汚染された食品が原因となる「食中毒」による感染経路と、感染者やペットのふん便が原因となる「感染症」の経路があります。

【食中毒経路】

  1. 汚染された食品の生食、あるいは不十分な加熱のものを食べた場合
    原因食品:鶏肉、牛生レバー、井戸水など
  2. 汚染された調理器具や手指を介して、二次的に汚染された食品を食べた場合
    原因となりやすい調理器具:まな板、包丁、布巾、スポンジなど

【感染症経路】

  1. 患者のふん便処理後に、手洗いが不十分なことにより、汚染された手指を介して接触感染する場合
  2. 汚染された箇所(患者が用便後などに触れたドアノブやテーブルなど)に触れることで、手指が汚染されてしまう間接的な接触感染の場合
  3. ペットに触れ合うことで手指が汚染され、感染する場合(ペットは症状を示していなくても、腸内に保菌していることがあります。)
    原因動物:イヌ、ネコなど

予防方法

カンピロバクター感染症は、汚染された食品、患者のふん便、ペットを介して感染するので、下記の予防方法をしっかりと行いましょう。

【食中毒対策】

  • 肉類を生で食べることは控え、よく加熱しましょう(75℃、1分以上)。

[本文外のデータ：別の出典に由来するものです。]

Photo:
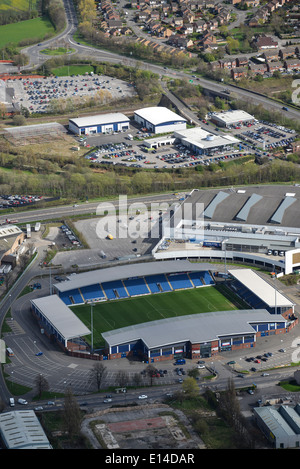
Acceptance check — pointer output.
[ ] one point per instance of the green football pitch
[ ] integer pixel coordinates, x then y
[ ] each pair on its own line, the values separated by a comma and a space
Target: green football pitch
109, 315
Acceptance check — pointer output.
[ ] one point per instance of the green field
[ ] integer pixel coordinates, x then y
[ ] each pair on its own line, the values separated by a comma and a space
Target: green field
72, 70
18, 5
111, 315
36, 28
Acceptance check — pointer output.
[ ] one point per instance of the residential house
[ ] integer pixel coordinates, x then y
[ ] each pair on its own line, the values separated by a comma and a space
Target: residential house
207, 40
200, 26
275, 66
227, 63
187, 29
257, 69
252, 3
178, 22
238, 72
270, 55
241, 61
288, 52
265, 42
292, 64
180, 42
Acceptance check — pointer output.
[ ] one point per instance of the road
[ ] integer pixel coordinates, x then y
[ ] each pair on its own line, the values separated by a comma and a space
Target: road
36, 59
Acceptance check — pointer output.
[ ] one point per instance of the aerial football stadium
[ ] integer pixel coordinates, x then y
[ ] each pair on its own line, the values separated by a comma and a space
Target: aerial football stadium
160, 311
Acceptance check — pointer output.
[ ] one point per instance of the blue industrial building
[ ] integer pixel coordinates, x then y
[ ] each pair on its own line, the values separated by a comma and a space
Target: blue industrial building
103, 123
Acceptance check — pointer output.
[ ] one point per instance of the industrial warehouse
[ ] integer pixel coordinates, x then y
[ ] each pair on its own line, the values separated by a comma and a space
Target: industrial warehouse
103, 123
257, 225
197, 140
159, 120
232, 118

特に、鶏肉は中まで火がとおっていることをきちんと確認しましょう。
  • 生肉を扱ったあとは、手を洗ってから他の食品を扱うようにしましょう。
  • 肉と他の食品は調理器具や容器を分けて処理や保存をしましょう。
  • 生肉に触れた調理器具は良く洗い、熱湯や次亜塩素酸ナトリウム(0.02%以上)、消毒用エタノールなどで消毒しましょう。

【感染症対策】

  • 料理の前や排便の後は、きちんと手洗いをしましょう。特に、こどもの排泄後はしっかり手洗いをするように指導し、赤ちゃんのおむつ交換の後も、必ず手洗いを行いましょう。
  • トイレ内、特に水洗レバーや便座、ドアノブなどは、消毒用エタノールなどでこまめに消毒しましょう。
  • ペットに触った後は、手洗いを行いましょう。

注1)医療機関によって診療科目の内容は異なりますので、受診前にご確認ください。